AutoKernel helps each Triton and CUDA C++ backends throughout the identical framework. Triton is a Python-like domain-specific language that compiles JIT in 1 to five seconds, making it ultimate for speedy iteration — the agent can modify block sizes, warp counts, pipeline phases, accumulator precision, and loop construction. Triton routinely reaches 80 to 95% of cuBLAS throughput for matmul. CUDA C++ is included for circumstances requiring direct entry to warp-level primitives, WMMA tensor core directions (utilizing 16×16×16 fragments), vectorized masses through float4 and half2, bank-conflict-free shared reminiscence layouts, and double buffering. Each backends expose the identical kernel_fn() interface, so the benchmark infrastructure runs identically no matter backend.

The system covers 9 kernel varieties spanning the dominant operations in fashionable transformer architectures: matmul, flash_attention, fused_mlp, softmax, layernorm, rmsnorm, cross_entropy, rotary_embedding, and scale back. Every has a PyTorch reference implementation in reference.py serving because the correctness oracle, and the benchmark computes throughput in TFLOPS or GB/s alongside roofline utilization towards detected GPU peak.

Benchmark Outcomes on H100

Measured on an NVIDIA H100 80GB HBM3 GPU (132 SMs, compute functionality 9.0, CUDA 12.8) towards PyTorch keen and torch.compile with max-autotune, the outcomes for memory-bound kernels are important. RMSNorm achieves 5.29× over keen and a pair of.83× over torch.compile on the largest examined measurement, reaching 2,788 GB/s — 83% of H100’s 3,352 GB/s peak bandwidth. Softmax reaches 2,800 GB/s with a 2.82× speedup over keen and three.44× over torch.compile. Cross-entropy achieves 2.21× over keen and a pair of.94× over torch.compile, reaching 2,070 GB/s.

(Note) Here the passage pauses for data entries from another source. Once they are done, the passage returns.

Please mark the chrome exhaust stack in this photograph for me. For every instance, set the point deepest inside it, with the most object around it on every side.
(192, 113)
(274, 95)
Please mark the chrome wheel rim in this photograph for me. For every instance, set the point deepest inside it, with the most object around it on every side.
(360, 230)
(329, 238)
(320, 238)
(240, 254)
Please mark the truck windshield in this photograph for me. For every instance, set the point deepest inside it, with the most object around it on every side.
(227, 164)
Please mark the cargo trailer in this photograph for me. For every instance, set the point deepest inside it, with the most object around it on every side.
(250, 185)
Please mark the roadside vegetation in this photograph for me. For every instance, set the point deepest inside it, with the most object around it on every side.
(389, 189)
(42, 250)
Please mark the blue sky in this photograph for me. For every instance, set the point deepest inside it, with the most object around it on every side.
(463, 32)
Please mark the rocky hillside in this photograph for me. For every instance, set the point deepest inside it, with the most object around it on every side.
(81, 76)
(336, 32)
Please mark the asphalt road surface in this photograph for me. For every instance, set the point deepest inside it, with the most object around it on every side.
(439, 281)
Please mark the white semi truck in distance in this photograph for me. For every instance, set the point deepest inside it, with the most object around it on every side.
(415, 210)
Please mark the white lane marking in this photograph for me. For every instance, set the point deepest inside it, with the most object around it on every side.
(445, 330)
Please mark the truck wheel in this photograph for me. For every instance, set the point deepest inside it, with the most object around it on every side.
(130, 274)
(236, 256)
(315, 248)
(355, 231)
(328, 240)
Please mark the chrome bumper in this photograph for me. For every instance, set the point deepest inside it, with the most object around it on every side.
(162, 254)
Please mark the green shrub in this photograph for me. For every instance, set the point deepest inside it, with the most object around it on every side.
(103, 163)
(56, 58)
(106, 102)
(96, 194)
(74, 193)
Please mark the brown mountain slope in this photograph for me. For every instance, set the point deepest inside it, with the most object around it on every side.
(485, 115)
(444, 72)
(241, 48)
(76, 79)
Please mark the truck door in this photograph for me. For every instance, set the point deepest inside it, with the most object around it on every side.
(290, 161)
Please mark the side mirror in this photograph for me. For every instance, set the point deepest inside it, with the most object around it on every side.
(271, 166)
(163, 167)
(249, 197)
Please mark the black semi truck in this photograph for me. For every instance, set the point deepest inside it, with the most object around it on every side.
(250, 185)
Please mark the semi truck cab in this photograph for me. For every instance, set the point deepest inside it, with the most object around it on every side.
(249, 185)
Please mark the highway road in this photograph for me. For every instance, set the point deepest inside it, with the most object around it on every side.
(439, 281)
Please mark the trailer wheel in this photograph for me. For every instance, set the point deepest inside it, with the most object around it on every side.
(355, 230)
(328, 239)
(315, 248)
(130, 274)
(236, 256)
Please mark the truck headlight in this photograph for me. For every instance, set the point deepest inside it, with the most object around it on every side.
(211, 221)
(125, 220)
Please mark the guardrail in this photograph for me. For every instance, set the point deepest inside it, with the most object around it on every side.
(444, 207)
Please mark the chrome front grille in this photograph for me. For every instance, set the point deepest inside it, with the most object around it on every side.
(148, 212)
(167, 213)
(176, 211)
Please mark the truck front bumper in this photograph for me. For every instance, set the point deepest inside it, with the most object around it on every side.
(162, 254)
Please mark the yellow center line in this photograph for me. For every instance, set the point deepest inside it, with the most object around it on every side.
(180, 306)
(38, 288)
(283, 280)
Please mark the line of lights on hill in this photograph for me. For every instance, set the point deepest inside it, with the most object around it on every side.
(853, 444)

The beneficial properties on these kernels come from fusing multi-operation ATen decompositions into single-pass Triton kernels that reduce HBM (Excessive Bandwidth Reminiscence) site visitors.

AutoKernel outperforms torch.compile on 12 of the 16 consultant configurations benchmarked within the paper, regardless of torch.compile with max-autotune operating its personal Triton autotuning. TorchInductor’s generic fusion and autotuning doesn’t all the time discover the specialised tiling and discount methods that kernel-specific implementations exploit.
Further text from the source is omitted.